Для того чтобы спустя без малого полвека попробовать понять — как писателю Некрасову могла только в голову прийти сама мысль о вооруженном ограблении коллеги по перу, хотя бы даже и графомана, и не столько литератора, сколько окололитературного чиновника, — следует хотя бы коротко напомнить, кто таков был этот персонаж.
Александр Евдокимович Корнейчук (1905—1972) был человеком, принадлежавшим к сливкам советской коммунистическо-бюрократической мафии. В большевистскую партию он записался, будучи уже человеком более чем сознательного возраста — в 1940 году, тридцати пяти лет от роду. Но негодяем и мерзавцем стал существенно раньше.
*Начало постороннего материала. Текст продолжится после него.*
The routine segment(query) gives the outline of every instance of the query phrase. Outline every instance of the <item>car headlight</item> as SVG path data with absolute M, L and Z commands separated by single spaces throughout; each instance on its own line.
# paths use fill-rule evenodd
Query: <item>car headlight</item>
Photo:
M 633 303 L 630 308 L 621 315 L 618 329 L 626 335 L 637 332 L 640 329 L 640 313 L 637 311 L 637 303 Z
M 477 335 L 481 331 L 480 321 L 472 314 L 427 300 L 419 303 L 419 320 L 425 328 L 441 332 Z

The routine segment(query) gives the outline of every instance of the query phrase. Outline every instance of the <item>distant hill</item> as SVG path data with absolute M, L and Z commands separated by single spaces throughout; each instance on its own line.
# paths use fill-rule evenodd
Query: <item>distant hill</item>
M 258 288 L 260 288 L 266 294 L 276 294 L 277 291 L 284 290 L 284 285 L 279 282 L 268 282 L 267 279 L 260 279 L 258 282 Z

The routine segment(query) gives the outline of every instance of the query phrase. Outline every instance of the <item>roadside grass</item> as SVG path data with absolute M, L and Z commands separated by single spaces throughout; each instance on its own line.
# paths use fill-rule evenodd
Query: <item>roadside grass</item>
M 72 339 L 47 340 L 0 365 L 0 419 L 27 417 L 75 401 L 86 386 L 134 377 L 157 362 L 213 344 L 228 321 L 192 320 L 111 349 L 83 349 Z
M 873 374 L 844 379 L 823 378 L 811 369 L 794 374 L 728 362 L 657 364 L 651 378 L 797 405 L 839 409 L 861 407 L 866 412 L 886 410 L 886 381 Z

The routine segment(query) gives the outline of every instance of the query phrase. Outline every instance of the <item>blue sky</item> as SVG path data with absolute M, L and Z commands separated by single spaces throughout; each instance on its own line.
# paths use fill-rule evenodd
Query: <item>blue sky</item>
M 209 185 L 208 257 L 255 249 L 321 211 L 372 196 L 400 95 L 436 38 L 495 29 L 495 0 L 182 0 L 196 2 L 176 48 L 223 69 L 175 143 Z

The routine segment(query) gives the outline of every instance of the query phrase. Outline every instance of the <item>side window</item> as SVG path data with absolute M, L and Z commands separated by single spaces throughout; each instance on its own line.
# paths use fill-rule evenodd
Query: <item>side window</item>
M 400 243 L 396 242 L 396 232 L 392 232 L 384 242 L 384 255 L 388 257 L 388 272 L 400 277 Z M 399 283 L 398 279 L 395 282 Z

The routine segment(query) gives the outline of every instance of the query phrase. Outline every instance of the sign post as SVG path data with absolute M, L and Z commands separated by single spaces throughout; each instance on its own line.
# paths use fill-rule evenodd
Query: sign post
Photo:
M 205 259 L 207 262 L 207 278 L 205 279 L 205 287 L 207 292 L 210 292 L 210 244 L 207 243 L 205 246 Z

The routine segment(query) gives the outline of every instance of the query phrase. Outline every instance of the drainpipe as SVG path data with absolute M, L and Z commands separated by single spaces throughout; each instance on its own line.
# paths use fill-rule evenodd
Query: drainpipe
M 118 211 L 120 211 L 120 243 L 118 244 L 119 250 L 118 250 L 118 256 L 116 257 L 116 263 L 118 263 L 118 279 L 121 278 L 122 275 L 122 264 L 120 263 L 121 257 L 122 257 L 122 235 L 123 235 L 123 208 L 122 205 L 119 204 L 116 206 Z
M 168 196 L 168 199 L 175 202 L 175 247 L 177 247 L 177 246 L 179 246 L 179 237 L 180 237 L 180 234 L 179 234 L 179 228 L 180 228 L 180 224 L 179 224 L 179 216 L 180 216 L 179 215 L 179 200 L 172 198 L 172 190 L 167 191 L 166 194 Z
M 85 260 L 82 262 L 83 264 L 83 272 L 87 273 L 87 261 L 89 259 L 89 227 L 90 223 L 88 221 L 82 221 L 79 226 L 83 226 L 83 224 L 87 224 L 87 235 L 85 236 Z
Уже в конце 1920-х, подвизаясь в качестве сценариста на киностудиях Киева и Одессы и мечтая стать профессиональным драматургом, Корнейчук быстро понял, в какие паруса начал задувать прилетающий из Московского Кремля ветер, и стал держать нос сообразно с его направлением. За это Сталин сначала сделал его начальником над всеми украинскими писателями, затем взял за правило награждать едва ли не за каждую сочиненную графоманскую пьеску «из счастливой колхозной жизни» премией имени самого себя. (Всего у Корнейчука Сталинских премий было пять штук, да еще в придачу шестая — уже не Сталинская, а Ленинская, да не простая, а Международная — «За укрепление мира между народами».) Также советская власть сделала натурального графомана Корнейчука академиком Академии наук СССР, а в год, в который происходили описываемые в некрасовской фантасмагории криминальные события, всучила ему — вероятно, для коллекции — золотую звездочку Героя Соцтруда.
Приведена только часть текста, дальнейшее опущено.